Thesis Examination Committee
Prof Yang LU, ECON/HKUST (Chairperson)
Prof Jiang XU, ECE/HKUST (Thesis Supervisor)
Prof Fung Yu YOUNG, Department of Computer Science and Engineering, The Chinese University of Hong Kong (External Examiner)
Prof Ross MURCH, ECE/HKUST
Prof Ming LIU, ECE/HKUST
Prof Kai CHEN, CSE/HKUST
Rack-scale computing systems are expected to meet the computation and energy requirements of big data and emerging large-scale applications. They need to efficiently coordinate both on-chip and off-chip resources from hundreds of multi-core processors and memory/storage. The intra-chip and inter-chip communication networks are critical to improving the coordination efficiency and computing system performance. Optical interconnects are promising to address these challenges due to their superiority in bandwidth, latency, and energy consumption compared to electrical interconnects.

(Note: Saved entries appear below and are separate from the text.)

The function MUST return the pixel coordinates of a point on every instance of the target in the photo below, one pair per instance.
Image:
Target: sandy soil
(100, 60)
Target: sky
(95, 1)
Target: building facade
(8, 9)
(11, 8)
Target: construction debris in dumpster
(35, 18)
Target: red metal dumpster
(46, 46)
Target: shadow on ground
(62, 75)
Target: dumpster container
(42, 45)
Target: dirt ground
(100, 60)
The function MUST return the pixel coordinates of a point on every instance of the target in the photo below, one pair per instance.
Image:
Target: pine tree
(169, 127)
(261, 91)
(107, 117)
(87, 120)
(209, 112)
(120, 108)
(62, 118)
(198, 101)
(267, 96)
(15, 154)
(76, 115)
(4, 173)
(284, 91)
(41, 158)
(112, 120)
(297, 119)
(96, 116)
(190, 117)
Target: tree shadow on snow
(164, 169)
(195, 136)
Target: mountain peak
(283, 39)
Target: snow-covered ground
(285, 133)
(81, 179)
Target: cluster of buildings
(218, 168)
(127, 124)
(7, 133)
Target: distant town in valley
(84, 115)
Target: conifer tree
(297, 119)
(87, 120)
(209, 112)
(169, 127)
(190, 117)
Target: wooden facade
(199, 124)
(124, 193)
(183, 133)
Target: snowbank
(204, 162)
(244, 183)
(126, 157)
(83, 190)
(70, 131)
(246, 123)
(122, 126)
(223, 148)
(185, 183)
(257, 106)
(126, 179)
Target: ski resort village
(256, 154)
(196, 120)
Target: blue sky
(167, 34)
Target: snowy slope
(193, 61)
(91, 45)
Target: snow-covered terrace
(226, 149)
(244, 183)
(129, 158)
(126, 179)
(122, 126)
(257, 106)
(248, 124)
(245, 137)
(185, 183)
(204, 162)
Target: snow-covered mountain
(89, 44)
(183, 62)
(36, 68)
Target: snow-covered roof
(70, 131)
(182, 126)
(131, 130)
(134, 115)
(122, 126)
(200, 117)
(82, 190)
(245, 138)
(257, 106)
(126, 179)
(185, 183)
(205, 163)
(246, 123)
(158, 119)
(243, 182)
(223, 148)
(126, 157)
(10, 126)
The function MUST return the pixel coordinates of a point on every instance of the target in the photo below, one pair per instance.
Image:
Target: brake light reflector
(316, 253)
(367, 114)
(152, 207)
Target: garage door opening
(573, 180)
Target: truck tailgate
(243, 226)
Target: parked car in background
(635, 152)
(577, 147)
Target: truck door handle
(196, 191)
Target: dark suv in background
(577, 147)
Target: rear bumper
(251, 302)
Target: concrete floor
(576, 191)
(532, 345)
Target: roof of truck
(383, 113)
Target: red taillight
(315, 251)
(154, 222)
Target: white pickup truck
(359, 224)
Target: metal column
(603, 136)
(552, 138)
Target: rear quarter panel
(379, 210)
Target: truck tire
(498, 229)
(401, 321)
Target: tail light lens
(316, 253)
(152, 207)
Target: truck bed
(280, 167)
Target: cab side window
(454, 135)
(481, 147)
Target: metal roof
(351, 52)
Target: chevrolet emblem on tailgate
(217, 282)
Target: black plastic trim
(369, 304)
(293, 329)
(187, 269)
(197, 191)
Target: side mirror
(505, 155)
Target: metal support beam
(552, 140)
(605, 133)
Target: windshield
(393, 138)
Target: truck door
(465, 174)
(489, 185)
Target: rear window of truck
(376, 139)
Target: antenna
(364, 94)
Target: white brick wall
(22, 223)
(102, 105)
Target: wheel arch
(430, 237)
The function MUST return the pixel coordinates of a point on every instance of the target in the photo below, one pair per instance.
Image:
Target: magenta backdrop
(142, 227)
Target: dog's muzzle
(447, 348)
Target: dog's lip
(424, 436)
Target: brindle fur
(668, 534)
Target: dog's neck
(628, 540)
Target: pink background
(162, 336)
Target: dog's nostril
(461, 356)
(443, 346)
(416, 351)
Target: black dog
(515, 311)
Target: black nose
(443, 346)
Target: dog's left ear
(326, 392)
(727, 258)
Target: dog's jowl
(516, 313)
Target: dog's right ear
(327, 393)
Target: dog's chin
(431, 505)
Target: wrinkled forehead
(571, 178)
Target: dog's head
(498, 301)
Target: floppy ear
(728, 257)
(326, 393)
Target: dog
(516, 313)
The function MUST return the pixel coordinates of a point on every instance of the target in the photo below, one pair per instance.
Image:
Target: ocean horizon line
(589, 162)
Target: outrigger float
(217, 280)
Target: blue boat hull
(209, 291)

For this end, in this dissertation, we investigate various design concerns of optical networks, including the intra/inter-chip optical network architectural designs, path reservation, and control in the multi-domain circuit switching. To take advantages of optical interconnects for both intra-chip and inter-chip communication and break the performance gap between on-chip and off-chip network, we propose the architectural design of unified intra/inter-chip optical network for a single server node and an intra/inter-chip optical network architecture for rack-scale computing systems (RSON). The inter-chip communication flows and circuit switching control for optical networks can cause severe performance degradation if not properly designed. This is especially true when multiple domains involve in communication. We propose a forward propagation strategy that parallels the path reservation process with the application level inter-chip connection setup for the underlying optical network fabric. This can optimize the connection setup and path reservation procedure. A preemptive chain feedback (PCF) scheme is proposed to manage the network resource reservation and release effectively. This solution increases the network resources utilization while minimizing overheads during path reservations. The proposed architecture and techniques are holistically evaluated via cycle-accurate full-system simulator driven by statistic application models. Experimental results show that RSON with the PCF control scheme can greatly improve network throughput and reduce the energy consumption per unit performance compared to the baseline architecture and control schemes.